Inter-Annotator Agreement (IAA) is widely used in the evaluation of annotator reliability. It is fundamental as a measure of the quality of the annotated data, especially for object detection tasks, where human-annotated datasets are vital for the training of Machine Learning models. Several metrics measuring IAA have been devised, such as Krippendorff’s α or Fleiss’s κ; however a single value does not provide extensive insights on annotation issues. Some researchers have thus devised other metrics, some more interpretable, some more specific to a given use case. The method presented in this paper aims at pinpointing annotation issues through new metrics, specific for object detection tasks. Some of the metrics found in this article are adaptations of previously defined ones, while others are completely novel. The metrics are defined to respond to specific issues that may present themselves in annotation tasks for object detection: whether some annotators contribute more to agreement than others; whether annotators agree on the location and labelling of their bounding boxes; whether there is ambiguity among categories; whether annotators use different annotation schemes. The usefulness of the method is shown through the annotation of a dataset of aerial waste imaging by three annotators. The metrics, supported by visualisations, helped to identify the issues stemming from both the input data and the behaviour of the annotators: while the reported global agreement of the dataset reached a moderate level, the additional results provided by the aforementioned metrics highlighted issues regarding localisation and categorisation ambiguity, and identified a difference in the annotation schemes used by the annotators.

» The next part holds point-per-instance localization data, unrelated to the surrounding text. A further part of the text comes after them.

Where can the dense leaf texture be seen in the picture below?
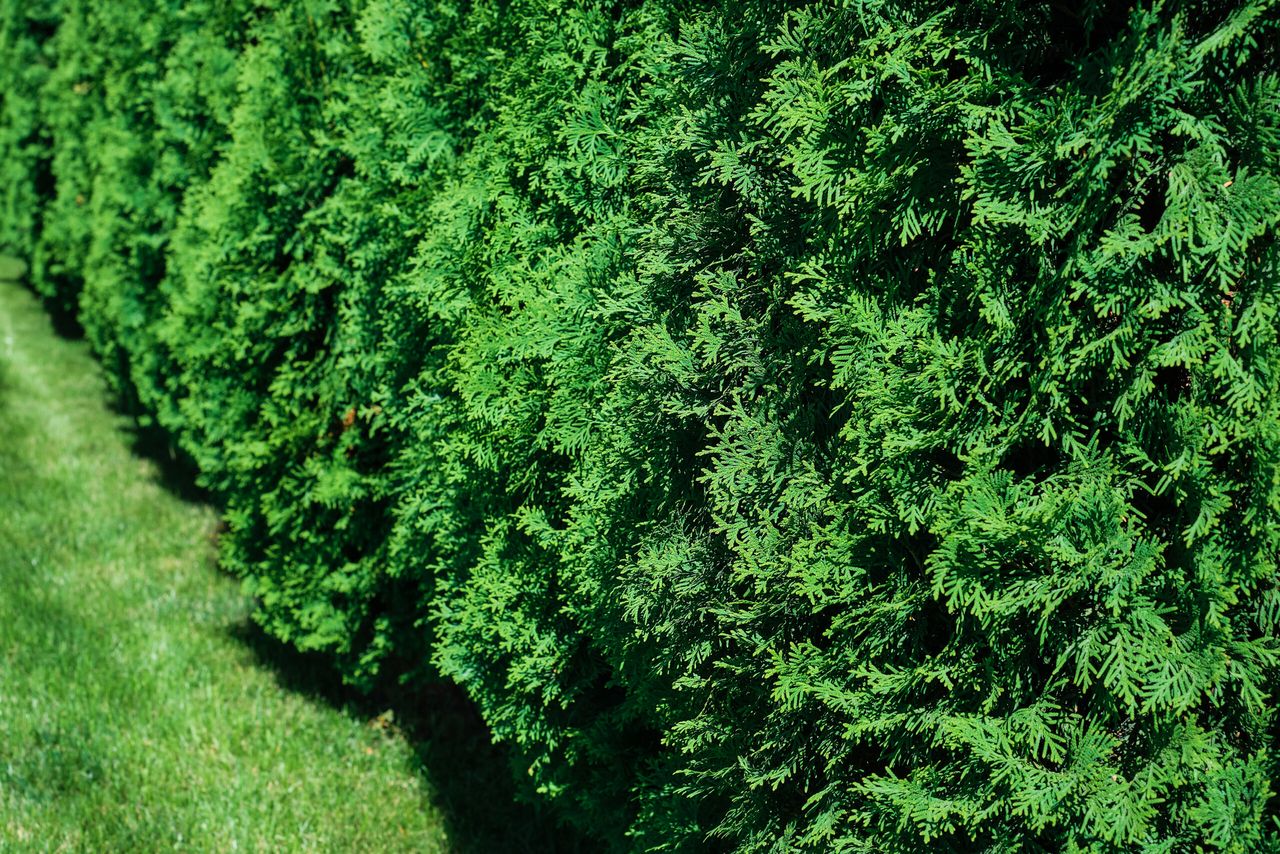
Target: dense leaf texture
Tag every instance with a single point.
(842, 425)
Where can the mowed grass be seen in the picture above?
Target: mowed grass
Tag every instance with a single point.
(133, 716)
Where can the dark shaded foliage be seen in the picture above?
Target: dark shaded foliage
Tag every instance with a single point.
(823, 425)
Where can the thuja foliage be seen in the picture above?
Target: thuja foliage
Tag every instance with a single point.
(836, 425)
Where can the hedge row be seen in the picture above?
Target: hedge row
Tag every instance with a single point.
(839, 425)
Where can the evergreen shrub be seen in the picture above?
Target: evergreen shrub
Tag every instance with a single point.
(832, 425)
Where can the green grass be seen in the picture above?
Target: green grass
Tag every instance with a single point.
(138, 708)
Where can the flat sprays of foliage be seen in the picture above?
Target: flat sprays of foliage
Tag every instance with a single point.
(835, 425)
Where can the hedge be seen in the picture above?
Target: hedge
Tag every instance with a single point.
(835, 425)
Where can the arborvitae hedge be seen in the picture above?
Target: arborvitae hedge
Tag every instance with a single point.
(842, 425)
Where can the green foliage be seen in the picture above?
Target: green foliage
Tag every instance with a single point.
(826, 425)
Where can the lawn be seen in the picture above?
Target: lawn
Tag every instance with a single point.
(138, 707)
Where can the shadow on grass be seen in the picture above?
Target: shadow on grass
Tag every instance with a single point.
(470, 776)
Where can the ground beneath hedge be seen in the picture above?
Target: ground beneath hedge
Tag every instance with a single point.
(138, 707)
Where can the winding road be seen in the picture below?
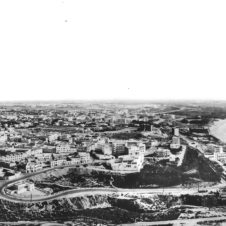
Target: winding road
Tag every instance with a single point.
(78, 192)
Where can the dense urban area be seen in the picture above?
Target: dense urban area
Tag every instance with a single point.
(97, 163)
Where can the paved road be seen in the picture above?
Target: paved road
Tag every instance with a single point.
(84, 191)
(88, 191)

L’Inter-Annotator Agreement (IAA) è ampiamente utilizzato nella valutazione dell’affidabilità degli annotatori. Esistono diverse metriche per misurare l’IAA, come l’α di Krippendorff o la κ di Fleiss, ma un singolo valore non può riportare informazioni esaustive sui problemi legati all’annotazione. Alcuni ricercatori hanno ideato altre metriche, alcune più interpretabili, altre più specifiche a un caso d’uso. Il metodo presentato in questo articolo mira a evidenziare i problemi legati all’anotazione con nuove metriche, specifiche per l’object detection. Alcune delle metriche presentate in questo articolo sono rielaborazioni di metriche definite precedentemente, mentre altre sono completamente nuove. Le metriche sono definite in modo da rispondere a problemi specifici che possono palesarsi nei compiti di annotazione legati all’object detection: alcuni annotatori potrebbero contribuire di più all’accordo rispetto agli altri; gli annotatori potrebbero non accordarsi sulla localizzazione o sulla categorizzazione delle loro bounding box; alcune categorie potrebbero essere difficili da distinguere dalle altre; gli annotatori potrebbero usare schemi di annotazione differenti. L’utilità del metodo viene illustrata tramite l’annotazione di un dataset di immagini aeree di rifiuti da parte di tre annotatori. Le metriche, coadiuvate da alcune visualizzazioni, hanno aiutato l’identificazione di alcuni problemi scaturiti sia dai dati iniziali, sia dal comportamento degli annotatori: nonostante il livello moderato di accordo globale, i risultati aggiuntivi prodotti dalle metriche menzionate sopra hanno evidenziato problemi riguardanti l’ambiguità di localizzazione e categorizzazione ed una differenza negli schemi di annotazione utilizzati dagli annotatori.